John nodded.‘I won’t say anything about magic, only you. We’re allowed to do pretty well what we like at home during the holidays… if there are two of us. I can say we want to explore the old town, go to Fairfax Museum, and the cathedral and things like that, and she will speak to Aunt Amabel about it.Aunt Amabel thinks you are a “quaint, ladylike little thing”. I heard her say so. Of course,’ he went on reassuringly, ‘I know you aren’t anything of the kind, but she meant it as a compliment, so I expect it will be all right.’
The sky had clouded over, and great drops of rain were beginning to fall as well as rose petals. So they picked up their trays and ran indoors.

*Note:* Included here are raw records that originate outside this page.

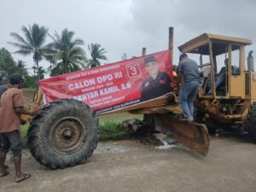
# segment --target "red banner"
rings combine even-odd
[[[168,50],[67,73],[38,84],[44,101],[74,98],[97,113],[117,110],[172,91]]]

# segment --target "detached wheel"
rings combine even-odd
[[[84,163],[97,146],[98,119],[77,100],[47,105],[28,129],[27,145],[33,157],[51,169]]]
[[[256,102],[253,102],[249,108],[245,128],[256,143]]]

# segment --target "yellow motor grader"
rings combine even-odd
[[[243,129],[256,142],[256,73],[253,51],[246,67],[246,46],[251,40],[204,33],[178,47],[197,57],[201,86],[195,103],[195,119],[208,131]]]
[[[169,32],[169,49],[172,52],[173,28],[171,27]],[[43,93],[38,89],[33,102],[26,102],[30,110],[42,108],[42,113],[33,119],[22,116],[24,120],[30,122],[27,145],[32,154],[39,163],[51,169],[84,163],[97,146],[98,119],[96,113],[89,105],[74,99],[55,99],[44,106],[42,101]],[[179,120],[182,110],[177,101],[176,93],[171,92],[99,115],[121,112],[145,114],[145,123],[154,122],[158,131],[171,131],[178,143],[207,154],[210,137],[206,125]]]

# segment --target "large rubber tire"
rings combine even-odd
[[[256,143],[256,102],[253,102],[249,108],[245,128]]]
[[[30,124],[27,145],[33,157],[50,169],[84,163],[97,146],[98,119],[73,99],[45,106]]]

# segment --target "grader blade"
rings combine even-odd
[[[164,113],[154,115],[155,129],[162,132],[170,131],[171,137],[179,143],[207,155],[210,145],[210,136],[203,124],[181,121]]]

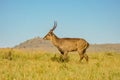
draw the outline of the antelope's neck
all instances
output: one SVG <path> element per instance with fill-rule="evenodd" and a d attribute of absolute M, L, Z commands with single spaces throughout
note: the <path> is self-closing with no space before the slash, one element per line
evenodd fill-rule
<path fill-rule="evenodd" d="M 54 36 L 52 37 L 52 43 L 57 46 L 59 43 L 59 38 L 54 34 Z"/>

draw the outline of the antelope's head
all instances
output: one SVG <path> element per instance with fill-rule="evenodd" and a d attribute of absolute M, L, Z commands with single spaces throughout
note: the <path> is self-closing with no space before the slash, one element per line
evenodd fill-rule
<path fill-rule="evenodd" d="M 54 22 L 53 28 L 47 33 L 47 35 L 43 39 L 52 40 L 52 38 L 55 36 L 53 31 L 55 30 L 56 27 L 57 27 L 57 22 Z"/>

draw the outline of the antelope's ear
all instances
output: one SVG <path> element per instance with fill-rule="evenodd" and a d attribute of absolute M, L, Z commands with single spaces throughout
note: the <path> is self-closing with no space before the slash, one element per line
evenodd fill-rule
<path fill-rule="evenodd" d="M 53 28 L 52 28 L 50 31 L 53 32 L 53 31 L 55 30 L 56 27 L 57 27 L 57 22 L 54 21 L 54 26 L 53 26 Z"/>

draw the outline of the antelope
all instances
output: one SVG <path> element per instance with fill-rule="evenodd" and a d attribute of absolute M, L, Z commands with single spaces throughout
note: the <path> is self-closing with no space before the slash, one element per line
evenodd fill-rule
<path fill-rule="evenodd" d="M 43 38 L 44 40 L 50 40 L 55 47 L 60 51 L 63 56 L 63 60 L 67 58 L 68 52 L 77 51 L 80 55 L 80 62 L 85 58 L 88 62 L 88 55 L 85 53 L 89 47 L 89 43 L 82 38 L 59 38 L 53 31 L 57 27 L 57 22 L 54 22 L 53 28 Z"/>

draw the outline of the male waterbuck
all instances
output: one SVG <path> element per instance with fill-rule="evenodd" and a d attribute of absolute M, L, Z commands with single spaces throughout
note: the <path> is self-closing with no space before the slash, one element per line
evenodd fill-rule
<path fill-rule="evenodd" d="M 83 58 L 85 58 L 88 62 L 88 55 L 85 52 L 89 46 L 89 43 L 82 38 L 59 38 L 53 33 L 56 27 L 57 23 L 54 22 L 53 28 L 43 39 L 50 40 L 60 51 L 63 59 L 67 58 L 68 52 L 77 51 L 80 55 L 80 62 Z"/>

‘It was nice of John to come and thank me for letting him come to dinner,’ said Mrs Brown on the way home in the bus. ‘It quite cheered up my curtain making.’
‘Poor Mummy! Is it being horribly dull, the curtain making and sides to middling? It doesn’t seem fair when I’m having such a gorgeous time!’
Her mother laughed.‘Then I don’t mind a bit. I’m glad you are enjoying it, darling. I was afraid they were going to be such dull holidays for you. Mrs Pendlebury Parker wants you to play with John every day it can be managed. Will you like that?’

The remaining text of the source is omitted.